Пишу свою жизнь набело
Я потом долго бежала от этого взгляда, как безумная, металась по городу, давилась в транспорте, пряталась за чужими спинами в ненужных очередях, и моя низко-низко опущенная голова виновато болталась на не желавшей держать ее шее.
Все, что произошло дальше, вы уже знаете.
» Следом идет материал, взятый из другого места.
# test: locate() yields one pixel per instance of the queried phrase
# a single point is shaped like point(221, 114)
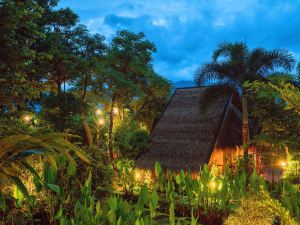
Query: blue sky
point(186, 32)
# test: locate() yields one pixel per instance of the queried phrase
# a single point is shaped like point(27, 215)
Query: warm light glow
point(282, 163)
point(137, 175)
point(27, 118)
point(98, 112)
point(213, 185)
point(115, 110)
point(101, 122)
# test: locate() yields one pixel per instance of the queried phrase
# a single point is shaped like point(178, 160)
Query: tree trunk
point(89, 136)
point(58, 86)
point(245, 126)
point(85, 88)
point(111, 125)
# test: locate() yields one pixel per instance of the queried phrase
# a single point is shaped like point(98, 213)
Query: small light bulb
point(137, 175)
point(115, 110)
point(27, 118)
point(101, 122)
point(283, 163)
point(213, 185)
point(98, 112)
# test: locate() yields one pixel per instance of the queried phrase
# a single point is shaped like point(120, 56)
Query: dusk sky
point(186, 32)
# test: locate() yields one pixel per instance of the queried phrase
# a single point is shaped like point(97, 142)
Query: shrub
point(131, 141)
point(100, 169)
point(260, 209)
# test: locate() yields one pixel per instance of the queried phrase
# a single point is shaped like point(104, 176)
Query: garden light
point(101, 122)
point(283, 163)
point(27, 118)
point(115, 110)
point(213, 185)
point(137, 175)
point(98, 112)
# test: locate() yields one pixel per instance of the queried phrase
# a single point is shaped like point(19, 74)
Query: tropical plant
point(16, 154)
point(234, 63)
И вот теперь я лежу в своей одноместной палате, ухоженная, как королева, тело мое отдыхает, все внутренние органы, тщательно промытые и продезинфицированные, пребывают в полном умиротворении, и только мозг, которого не коснулась вся эта профилактика, отчаянно надрывается, пытаясь перекинуть хоть плохонький, шаткий мосток, хоть жердочку от вчерашнего дня к сегодняшнему.
Ведь так или иначе, а смерть моя между ними прошла, хочу я теперь того или нет, но это уже исторический факт, во всяком случае факт моей биографии. Я, правда, совершенно не представляю, что мне с этим фактом делать, как употребить его в моей дальнейшей жизни. Лучше бы всего сокрыть, конечно. Но это от людей, а от себя? Да и от людей – нельзя, ведь за дачу ложных показаний полагается уголовная ответственность.
Впрочем, в эти игры я больше не играю. Тем более что свой первый, пусть и умозрительный процесс, я проиграла. Единственное, что мне удалось из всего намеченного в начале, – это привести приговор в исполнение. И то не до конца, в духе лучших российских традиций: недодумать, недоделать, недоповесить, недоотравить.
Но Бог с ними, с традициями.
А вот что мне делать с Алешкой, которая до сих пор, хотя уже ночь наступила, торчит под дверью, как ни гнали ее – и по-плохому, и по-хорошему. Правда, не ломится уже, не орет, а тихохонько скребется и поскуливает, как собачонка. И у меня в животе, где только что царило полное благолепие, начинается противненькое такое шевеление, отчего мне сразу делается тоскливо и тошно.
Что это, Господи, неужто жалость?
Воистину так, и значит, я все-таки идиотка. Не знаю, радоваться мне этому или печалиться, но выходит, что даже смерть ничему меня не научила, на что еще можно надеяться. И ничего мне более не остается, как признать свое полное поражение и призвать на помощь Алешку.
Да она уж вон тут как тут, усекла момент, учуяла, бочком пробирается, будто слепая, рукой стену ощупывает, лицо белое, глаза белые, в халат больничный закуталась, белое с белым перемешалось и белым, дрожащим киселем по палате расплылось. Над лицом моим нависло, капает, да притом еще мычит нечленораздельно. Что-то сверхъестественное, честное слово, просто нечистая сила в натуре. Жаль только, я одна вижу – не поверит никто.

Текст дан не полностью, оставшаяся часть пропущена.